Dr. Tiwari suggested that genomics approaches can be used to develop improved crops. He mentioned that distant gene pool of wheat is an excellent source for genes and alleles to overcome challenges posed by biotic and abiotic stresses for sustainable increase in wheat production. However, the transfer of genes among crop species is affected by suppressed recombination, limited marker availability, and lack of genomic resources. Availability of high density molecular markers can help to identify small to large useful translocations from distant wild wheat species (Tiwari et al, 2015) and his recent work on chromosome 5M of Aegilops geniculata clearly supported it. Genomic resources will immensely help breeders and crop scientists to transfer important genes and alleles from wild and related gene pool of crop plants with very reduced linkage drag.   

Wheat is a major food crop that supplies bulk of the human food calories. Therefore, improving wheat production will play a key role in our efforts towards attaining global food security. I believe researches undertaken by Dr. Tiwari and his team at KSU will definitely have a significant effect in global wheat production.

Tiwari VK, Heesacker A, et al., 2016. A whole-genome, radiation hybrid mapping resource of hexaploid wheat.

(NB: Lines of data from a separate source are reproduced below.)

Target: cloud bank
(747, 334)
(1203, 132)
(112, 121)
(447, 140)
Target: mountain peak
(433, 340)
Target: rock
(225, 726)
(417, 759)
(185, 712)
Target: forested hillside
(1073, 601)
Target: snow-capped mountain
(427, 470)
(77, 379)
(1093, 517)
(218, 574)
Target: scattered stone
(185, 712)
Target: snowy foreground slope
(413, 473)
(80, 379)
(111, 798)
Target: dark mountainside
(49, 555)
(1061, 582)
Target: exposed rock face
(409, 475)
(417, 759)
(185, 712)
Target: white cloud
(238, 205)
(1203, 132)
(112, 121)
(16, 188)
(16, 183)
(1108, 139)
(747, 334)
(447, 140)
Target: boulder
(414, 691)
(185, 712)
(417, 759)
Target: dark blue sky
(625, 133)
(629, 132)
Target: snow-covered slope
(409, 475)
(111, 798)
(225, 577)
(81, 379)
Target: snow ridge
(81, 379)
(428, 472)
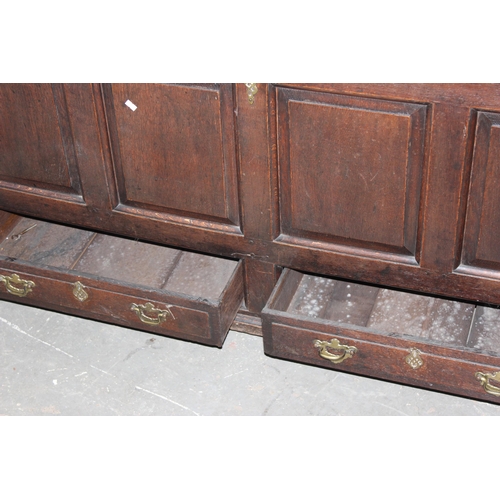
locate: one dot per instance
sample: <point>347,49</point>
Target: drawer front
<point>82,297</point>
<point>396,360</point>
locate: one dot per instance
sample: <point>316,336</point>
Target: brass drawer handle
<point>16,285</point>
<point>485,378</point>
<point>346,351</point>
<point>142,310</point>
<point>252,89</point>
<point>414,359</point>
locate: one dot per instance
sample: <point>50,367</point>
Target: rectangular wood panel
<point>481,242</point>
<point>36,144</point>
<point>350,169</point>
<point>173,149</point>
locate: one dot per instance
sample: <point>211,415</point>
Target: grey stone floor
<point>54,364</point>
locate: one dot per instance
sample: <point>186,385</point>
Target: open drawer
<point>403,337</point>
<point>135,284</point>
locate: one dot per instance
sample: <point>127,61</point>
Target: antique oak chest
<point>354,226</point>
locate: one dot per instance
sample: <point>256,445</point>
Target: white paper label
<point>131,105</point>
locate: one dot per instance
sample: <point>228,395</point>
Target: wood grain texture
<point>351,169</point>
<point>174,152</point>
<point>117,273</point>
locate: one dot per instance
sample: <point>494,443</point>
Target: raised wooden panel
<point>481,242</point>
<point>350,170</point>
<point>174,149</point>
<point>37,150</point>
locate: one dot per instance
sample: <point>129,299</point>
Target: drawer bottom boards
<point>117,280</point>
<point>407,338</point>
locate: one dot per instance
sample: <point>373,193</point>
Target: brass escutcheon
<point>251,91</point>
<point>79,292</point>
<point>414,359</point>
<point>142,309</point>
<point>346,351</point>
<point>16,285</point>
<point>485,379</point>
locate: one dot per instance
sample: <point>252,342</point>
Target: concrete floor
<point>54,364</point>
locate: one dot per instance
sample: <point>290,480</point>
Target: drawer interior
<point>388,312</point>
<point>136,263</point>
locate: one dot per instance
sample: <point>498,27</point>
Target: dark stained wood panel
<point>36,146</point>
<point>351,169</point>
<point>175,152</point>
<point>481,243</point>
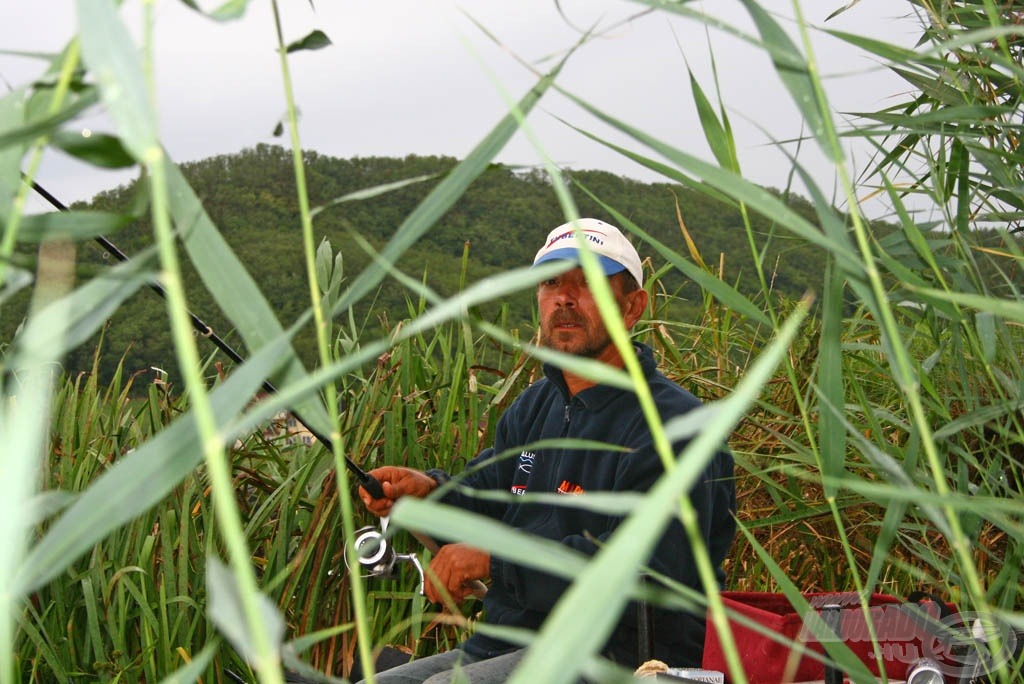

Plant Journal, 2:195-207.

Tiwari, V K, Wang, S, et al., 2015. Exploring the tertiary gene pool of bread wheat: sequence assembly and analysis of chromosome 5Mg of Aegilops geniculata. Plant J, 84: 733–746.

By Xingchen Liu

Edited by Resham Thapa, Katherine Tully

Figure 2. Presentation of RH mapping using marker-based dissection of wheat chromosomes 5D.  The dissection of chromosome 5D is based on the pattern of marker retention or loss in a panel. Solid blue squares indicate that a marker is present in a given RH panel member. Solid yellow squares indicate that a marker was absent in a given RH panel member. Missing data is presented by empty white squares. The order of the DNA markers is based on genetic consensus maps (left of each figure) reported by Somers et al. [2004]. Interrelationship between linkage maps and RH data is shown by connecting lines. The deletion bin maps (right of each figure) are based on Sourdille et al. [2004]. The correspondence between DGRH data and the deletion bin maps is shown by connecting lines.